Improving package managers

debian debtags eng pdo

I noticed two posts on improving package managers none of which mentions Debtags.

Daniel Burrows mentions various issues:

the current sections in Synaptic are useless
there are better keyword search technologies than strstr()
we could use popularity contest data to sort results
it would be cool to do amazon-like things using popcon data

David Nusinov mentions that the ideal package manager should look like Google, where you search for things using just a simple one line text entry and pick from the results what you want to install.

I should probably do a bit of recap of things that have been going on.

I'll go through that list again:

The current sections in Synaptic are useless

Agreed. This used to be a bug about this, which has been closed by Debtags more than one year ago. We now have much more useful category data for about 73% of the archive (including experimental), but what we lack is software using it.

Here's a quick trick to try:

install debtags, and this gives you an easy to read text file in /var/lib/debtags/package-tags.
from that file, pick packages that have the tags role::program, scope::application and interface::x11.
display the results, and use the tags works-with::* and use::* to navigate the results.

There is a python-debian package in experimental that has a debtags module you could play with.

Why is that that so far noone has written a simple package manager just for gamers, which uses only the game::* tags?

Do you think Debtags gives you too many tags? Then check out:

The Debtags smart search, and especially how it does not show you all the tags, but it is able to infer the tags you want from your google-like query (hi David!).
The Debtags tag editor, and especially the search-as-you type feature on all the tags and the tag search (analogous to the Debtags smart search, but it only searches tags.
The Debtags tag cloud, and if you don't like that one try to make your own: there are countless ways of generating tag clouds from Debtags data.

To summarise so far, we not only do have better categories, but also a number of cool algorithms to use them, and some interface prototypes as well. Just don't expect me to write a package manager as well: that's a job that so far I decided to leave to someone else. adept gave it a try, with positive results.

there are better keyword search technologies than strstr()

Indeed, Xapian for example. I use it as part of the backend of the Debtags smart search, and here's our Xapian-powered normal keyword based package search interface which does stemming, indexing and all you want to ask from a serious full text index.

In that page you don't see all the nice features of Xapian, but only the ones that I needed for my Debtags evil plans.
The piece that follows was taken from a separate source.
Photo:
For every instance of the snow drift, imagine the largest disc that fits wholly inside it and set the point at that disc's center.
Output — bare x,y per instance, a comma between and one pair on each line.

Have a look at the documentation and give it a try.

Here is a way to see Xapian's similarity matching in action:

go to the Go tagging! page
click on a random untagged package
the system gives you a rather relevant selection of tags
look at it again: the package was untagged: how could the web engine possibly figure those tags out?

What is happening under the scenes is that:

I ask Xapian: "what packages are similar to this one?".
I aggregate the tags of the resulting packages.
I rank the tags by how many resulting packages have them.

While we are on this topic, why don't we decide that we maintain a Xapian index of our package descriptions in, for example, /var/lib/apt/fulltext/, so that various applications can share it?

we could use popularity contest data to sort results

Indeed. Anyone would like to implement this little "popcon" tool? Having the data easily accessible locally can encourage people to use them.

The Debtags Go tagging! page already uses popcon data to show the most common untagged packages at the top, with double reason: it shows packages that more people are likely to know (and therefore likely to categorise) and it pushes for the most common packages to be tagged more urgently.

it would be cool to do amazon-like things using popcon data

Indeed. Anyone volunteers to implement a prototype? The full unaggregated (but anonymised) popcon data are accessible to every Debian Developer on the host gluck.debian.org in the directory /org/popcon.debian.org/popcon-mail/popcon-entries.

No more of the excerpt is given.